JC - Qual o impacto financeiro para os municípios?
Ziulkoski - Há uma estimativa em torno de R$ 6 bilhões a R$ 7 bilhões em todo o Brasil, no início, e se pegar isso como base de movimentação econômica, pelo PIB (Produto Interno Bruto) no Rio Grande do Sul, os municípios teriam em torno de R$ 350 milhões a R$ 400 milhões de redistribuição e aumento no tributo.
JC - Quando começaria a sentir essa repercussão?
Ziulkoski - Como é praticamente uma revolução, vai demandar tempo para que haja plenitude na aplicação. Normalmente, tem 90 dias de prazo para o contribuinte e o município se adequarem. Mas a lei já existe e, em tese, já tem que ser pago. Não podemos esquecer que 22% de tudo que se aumenta de arrecadação no município acaba na saúde, 30% na educação. Acredito que isso vai se aprofundar, no decorrer dos anos, em outros tributos, como o ICMS, que também é concentrado e tem que se desconcentrar.

Perfil

Entrevista especial com Paulo Ziulkoski, presidente da Confederação Nacional dos Municípios.

Entrevista especial com Paulo Ziulkoski, presidente da Confederação Nacional dos Municípios.
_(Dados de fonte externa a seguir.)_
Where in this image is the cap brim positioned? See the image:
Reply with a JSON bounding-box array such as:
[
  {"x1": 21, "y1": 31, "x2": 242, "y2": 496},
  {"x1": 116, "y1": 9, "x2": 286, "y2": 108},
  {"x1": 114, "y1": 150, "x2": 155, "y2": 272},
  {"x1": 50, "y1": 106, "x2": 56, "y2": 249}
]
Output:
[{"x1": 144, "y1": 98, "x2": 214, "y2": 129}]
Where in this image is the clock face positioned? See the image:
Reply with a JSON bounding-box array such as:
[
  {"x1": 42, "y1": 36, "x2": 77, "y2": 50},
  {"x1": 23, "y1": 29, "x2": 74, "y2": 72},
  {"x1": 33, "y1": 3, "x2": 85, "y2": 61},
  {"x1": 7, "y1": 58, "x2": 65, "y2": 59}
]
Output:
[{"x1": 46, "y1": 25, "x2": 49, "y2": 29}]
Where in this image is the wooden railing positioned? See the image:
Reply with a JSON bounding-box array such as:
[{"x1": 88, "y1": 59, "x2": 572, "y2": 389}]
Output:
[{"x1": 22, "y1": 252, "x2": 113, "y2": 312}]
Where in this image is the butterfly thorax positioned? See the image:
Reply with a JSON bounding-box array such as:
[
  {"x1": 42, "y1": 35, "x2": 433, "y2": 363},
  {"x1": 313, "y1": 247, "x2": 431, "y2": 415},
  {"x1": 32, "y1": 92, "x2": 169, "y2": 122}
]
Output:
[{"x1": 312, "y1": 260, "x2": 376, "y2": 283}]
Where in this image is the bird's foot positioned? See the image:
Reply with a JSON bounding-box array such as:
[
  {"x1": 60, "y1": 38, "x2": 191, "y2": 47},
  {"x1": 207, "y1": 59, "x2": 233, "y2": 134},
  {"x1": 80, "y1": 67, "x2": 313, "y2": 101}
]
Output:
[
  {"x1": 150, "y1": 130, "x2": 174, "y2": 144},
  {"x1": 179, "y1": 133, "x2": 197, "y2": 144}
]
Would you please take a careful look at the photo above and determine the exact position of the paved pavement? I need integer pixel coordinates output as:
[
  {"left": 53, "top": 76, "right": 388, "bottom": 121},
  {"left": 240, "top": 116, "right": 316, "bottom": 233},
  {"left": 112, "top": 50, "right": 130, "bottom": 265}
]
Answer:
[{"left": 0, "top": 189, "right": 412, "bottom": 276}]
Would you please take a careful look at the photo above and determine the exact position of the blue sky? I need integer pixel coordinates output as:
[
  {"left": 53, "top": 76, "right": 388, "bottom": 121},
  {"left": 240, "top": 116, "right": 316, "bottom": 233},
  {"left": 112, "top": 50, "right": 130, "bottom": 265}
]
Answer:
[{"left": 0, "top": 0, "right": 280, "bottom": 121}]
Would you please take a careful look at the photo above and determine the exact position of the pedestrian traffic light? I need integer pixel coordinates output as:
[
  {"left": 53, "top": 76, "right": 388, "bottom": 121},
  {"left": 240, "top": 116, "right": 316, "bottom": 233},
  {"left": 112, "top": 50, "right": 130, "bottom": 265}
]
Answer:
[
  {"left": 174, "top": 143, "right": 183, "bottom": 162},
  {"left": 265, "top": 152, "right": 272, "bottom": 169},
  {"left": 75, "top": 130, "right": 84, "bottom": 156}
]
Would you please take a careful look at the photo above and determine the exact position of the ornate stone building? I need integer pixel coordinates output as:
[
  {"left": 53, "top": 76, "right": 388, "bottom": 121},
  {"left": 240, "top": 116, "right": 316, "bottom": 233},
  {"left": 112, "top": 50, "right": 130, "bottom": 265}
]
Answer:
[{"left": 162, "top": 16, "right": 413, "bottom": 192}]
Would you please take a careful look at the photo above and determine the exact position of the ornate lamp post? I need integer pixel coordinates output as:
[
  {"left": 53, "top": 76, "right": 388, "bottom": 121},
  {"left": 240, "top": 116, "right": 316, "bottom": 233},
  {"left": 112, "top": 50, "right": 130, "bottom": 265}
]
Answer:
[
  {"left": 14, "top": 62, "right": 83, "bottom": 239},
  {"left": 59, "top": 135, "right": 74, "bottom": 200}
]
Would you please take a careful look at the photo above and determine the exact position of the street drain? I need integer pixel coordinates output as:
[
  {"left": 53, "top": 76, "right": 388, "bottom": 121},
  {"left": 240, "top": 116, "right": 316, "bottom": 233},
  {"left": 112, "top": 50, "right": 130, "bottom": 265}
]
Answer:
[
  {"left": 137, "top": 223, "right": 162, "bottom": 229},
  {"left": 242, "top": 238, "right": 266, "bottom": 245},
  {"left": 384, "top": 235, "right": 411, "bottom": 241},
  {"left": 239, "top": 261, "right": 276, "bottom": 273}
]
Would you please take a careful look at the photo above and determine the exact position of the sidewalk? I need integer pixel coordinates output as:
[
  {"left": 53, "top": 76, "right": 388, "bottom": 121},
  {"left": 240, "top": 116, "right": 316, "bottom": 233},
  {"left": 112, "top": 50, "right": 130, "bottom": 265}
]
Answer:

MARCO QUINTANA/JC/MARCO QUINTANA/JC
Paulo Ziulkoski é advogado e presidente da Confederação Nacional dos Municípios (CNM). Foi prefeito de Mariana Pimentel (RS) entre 1993 e 1996 e entre 2001 e 2004. No âmbito da representação municipalista, atuou em outras entidades, ocupando a presidência da Federação das Associações dos Municípios do Rio Grande do Sul (Famurs), em 1996-1997 e 2002-2003, e a vice-presidência da Federação Latino-americana de Cidades, Municípios e Associações de Governos Locais. Foi membro fundador do Fórum de Governança Local de Índia, Brasil e África do Sul, e é membro do Unacla, sigla em inglês de comitê sugestivo de autoridades locais para as Nações Unidas. Seu ingresso na vida pública aconteceu na presidência do setor jovem estadual gaúcho do antigo Movimento Democrático Brasileiro (MDB), ainda no período da ditadura militar. Na mesma época, assumiu a presidência nacional do setor jovem, na qual desenvolveu liderança política voltada para o movimento municipalista. É filiado ao PMDB.